Cornelia Murr, vocals




Cornelia Murr
On her debut album for Autumn Tone Records, Lake Tear of the Clouds, Los Angeles-based singer/songwriter Cornelia Murr follows the journey of water from the highest point in the Adirondack Mountains (as referenced by the album’s title) to the valley below and out to sea. Like water, Murr’s words, voice, and stories flow, propelled by an easy momentum that moves them along their journey with balance and grace. Produced by Jim James of My Morning Jacket and featuring a Yoko Ono cover, the album touches on cosmic soul and folk, bringing to mind the Omnichord expanses of Broadcast and Stereolab, but Murr stands alone as her own creation, her songs disarmingly open and artfully realized.

Below, she describes in her own words the circumstances that lead to one of the album’s highlights, “Tokyo Kyoto.”

I wasn’t planning on speaking about the true subject matter of this song as it is deeply personal, but I’ve realized that not only is this a critical time for truth-telling, but that if I withheld it I would have literally nothing to say. The song is not about a holiday in Japan, but about an experience with an unplanned pregnancy that fell over the days I was traveling there, one that I chose to terminate upon return.
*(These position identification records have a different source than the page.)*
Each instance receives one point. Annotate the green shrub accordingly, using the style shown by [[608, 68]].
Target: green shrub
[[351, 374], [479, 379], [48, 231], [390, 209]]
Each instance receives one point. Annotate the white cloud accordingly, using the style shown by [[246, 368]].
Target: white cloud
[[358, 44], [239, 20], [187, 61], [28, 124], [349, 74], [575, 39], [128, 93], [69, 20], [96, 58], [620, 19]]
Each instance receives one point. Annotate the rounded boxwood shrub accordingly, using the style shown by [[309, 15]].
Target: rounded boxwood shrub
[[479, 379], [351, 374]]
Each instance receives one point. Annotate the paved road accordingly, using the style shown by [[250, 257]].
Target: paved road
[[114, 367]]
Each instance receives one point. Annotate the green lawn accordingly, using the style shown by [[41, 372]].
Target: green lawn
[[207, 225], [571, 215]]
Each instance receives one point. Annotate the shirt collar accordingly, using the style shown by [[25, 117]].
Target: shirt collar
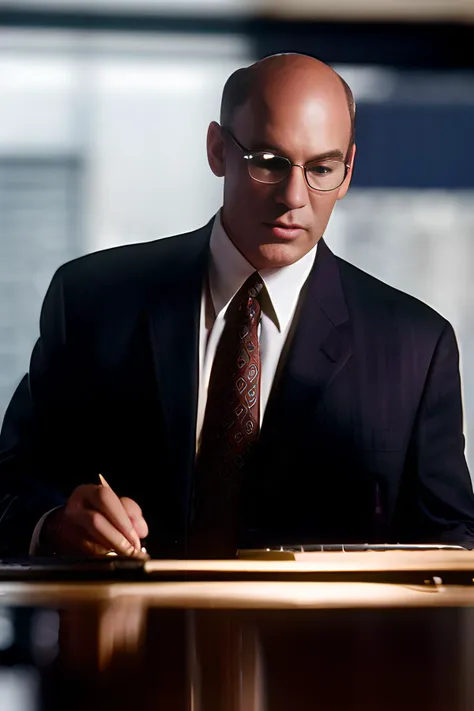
[[229, 269]]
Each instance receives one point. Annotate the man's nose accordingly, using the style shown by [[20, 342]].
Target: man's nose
[[293, 190]]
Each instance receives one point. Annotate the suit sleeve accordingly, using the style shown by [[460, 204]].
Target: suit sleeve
[[437, 503], [31, 440]]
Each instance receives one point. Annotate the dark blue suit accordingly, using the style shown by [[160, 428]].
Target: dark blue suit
[[361, 441]]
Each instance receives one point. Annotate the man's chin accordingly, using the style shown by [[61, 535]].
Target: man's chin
[[276, 255]]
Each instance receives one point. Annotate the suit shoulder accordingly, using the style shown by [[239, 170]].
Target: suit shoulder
[[131, 263], [376, 296]]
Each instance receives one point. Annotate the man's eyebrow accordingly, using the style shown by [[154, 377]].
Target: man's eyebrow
[[335, 154]]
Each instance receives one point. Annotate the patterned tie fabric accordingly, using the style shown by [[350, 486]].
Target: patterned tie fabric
[[231, 428]]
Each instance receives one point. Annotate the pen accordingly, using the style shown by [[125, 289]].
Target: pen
[[104, 483]]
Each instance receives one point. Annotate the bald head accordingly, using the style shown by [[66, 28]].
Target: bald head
[[285, 76], [285, 110]]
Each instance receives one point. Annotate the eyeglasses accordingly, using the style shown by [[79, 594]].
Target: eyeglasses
[[267, 167]]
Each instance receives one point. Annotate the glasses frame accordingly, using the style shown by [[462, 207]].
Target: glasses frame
[[248, 154]]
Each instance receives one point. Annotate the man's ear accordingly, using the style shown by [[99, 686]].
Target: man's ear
[[216, 149], [345, 186]]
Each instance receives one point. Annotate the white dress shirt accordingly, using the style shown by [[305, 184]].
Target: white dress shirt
[[228, 270]]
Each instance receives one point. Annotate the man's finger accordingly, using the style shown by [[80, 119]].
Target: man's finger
[[134, 512], [104, 500], [99, 529]]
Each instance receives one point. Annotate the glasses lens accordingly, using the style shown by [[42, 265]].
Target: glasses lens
[[268, 168], [327, 175]]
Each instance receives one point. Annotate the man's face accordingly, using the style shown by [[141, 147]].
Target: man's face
[[300, 123]]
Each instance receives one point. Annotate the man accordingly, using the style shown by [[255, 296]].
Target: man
[[240, 385]]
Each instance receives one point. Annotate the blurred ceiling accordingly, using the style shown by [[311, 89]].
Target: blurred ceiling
[[364, 10]]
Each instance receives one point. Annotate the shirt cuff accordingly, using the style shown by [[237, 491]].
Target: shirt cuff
[[34, 543]]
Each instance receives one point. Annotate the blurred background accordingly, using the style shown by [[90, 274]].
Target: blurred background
[[104, 106]]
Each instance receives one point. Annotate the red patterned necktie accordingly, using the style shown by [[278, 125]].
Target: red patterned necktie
[[231, 428]]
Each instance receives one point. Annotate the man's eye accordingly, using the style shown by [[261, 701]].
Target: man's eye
[[320, 169]]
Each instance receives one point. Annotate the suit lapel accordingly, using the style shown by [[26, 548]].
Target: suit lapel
[[174, 316], [318, 347]]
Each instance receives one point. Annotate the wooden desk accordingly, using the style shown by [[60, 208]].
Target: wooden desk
[[255, 635]]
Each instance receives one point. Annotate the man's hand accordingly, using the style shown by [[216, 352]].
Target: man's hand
[[94, 522]]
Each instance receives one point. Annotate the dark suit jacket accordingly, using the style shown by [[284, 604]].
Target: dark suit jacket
[[361, 440]]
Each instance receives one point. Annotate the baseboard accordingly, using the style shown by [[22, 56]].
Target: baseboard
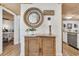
[[0, 51]]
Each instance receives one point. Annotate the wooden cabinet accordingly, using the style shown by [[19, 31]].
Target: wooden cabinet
[[39, 45]]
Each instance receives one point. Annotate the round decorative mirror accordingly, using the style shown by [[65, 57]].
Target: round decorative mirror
[[33, 17]]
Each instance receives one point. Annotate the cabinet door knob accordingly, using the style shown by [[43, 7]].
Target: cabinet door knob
[[40, 50]]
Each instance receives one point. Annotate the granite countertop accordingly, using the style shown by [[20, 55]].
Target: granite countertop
[[41, 35]]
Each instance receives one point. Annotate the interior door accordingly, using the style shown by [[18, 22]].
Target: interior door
[[32, 46], [48, 46]]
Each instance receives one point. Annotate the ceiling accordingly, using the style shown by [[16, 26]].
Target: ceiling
[[70, 10], [14, 7]]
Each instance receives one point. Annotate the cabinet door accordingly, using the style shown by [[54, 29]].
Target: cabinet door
[[48, 46], [33, 47]]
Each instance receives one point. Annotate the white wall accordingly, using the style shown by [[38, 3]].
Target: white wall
[[16, 29], [8, 24], [1, 48], [43, 29], [72, 30]]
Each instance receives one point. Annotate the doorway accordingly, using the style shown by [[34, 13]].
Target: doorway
[[8, 30]]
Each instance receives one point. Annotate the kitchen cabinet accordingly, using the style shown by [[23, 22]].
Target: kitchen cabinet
[[40, 46]]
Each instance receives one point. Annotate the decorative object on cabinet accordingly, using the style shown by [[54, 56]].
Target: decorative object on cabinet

That I would travel halfway around the world and take in so much new information while in that state was interesting to me. Beyond the specifics of that experience, it is about mourning and honoring a relationship with someone you never met. And how that relationship doesn’t end, but is suspended through mystery and through the physics of sharing your body, however briefly. I may be “pro-choice” but that doesn’t mean the choice was made flippantly (I believe it never is). And I may not be “pro-life” but that does not mean I don’t consider all life holy. I very much do. So it’s a love song to an unborn person, as well as to myself and to anyone who has needed help loving themselves through that experience and lifting the shame that so often goes with it.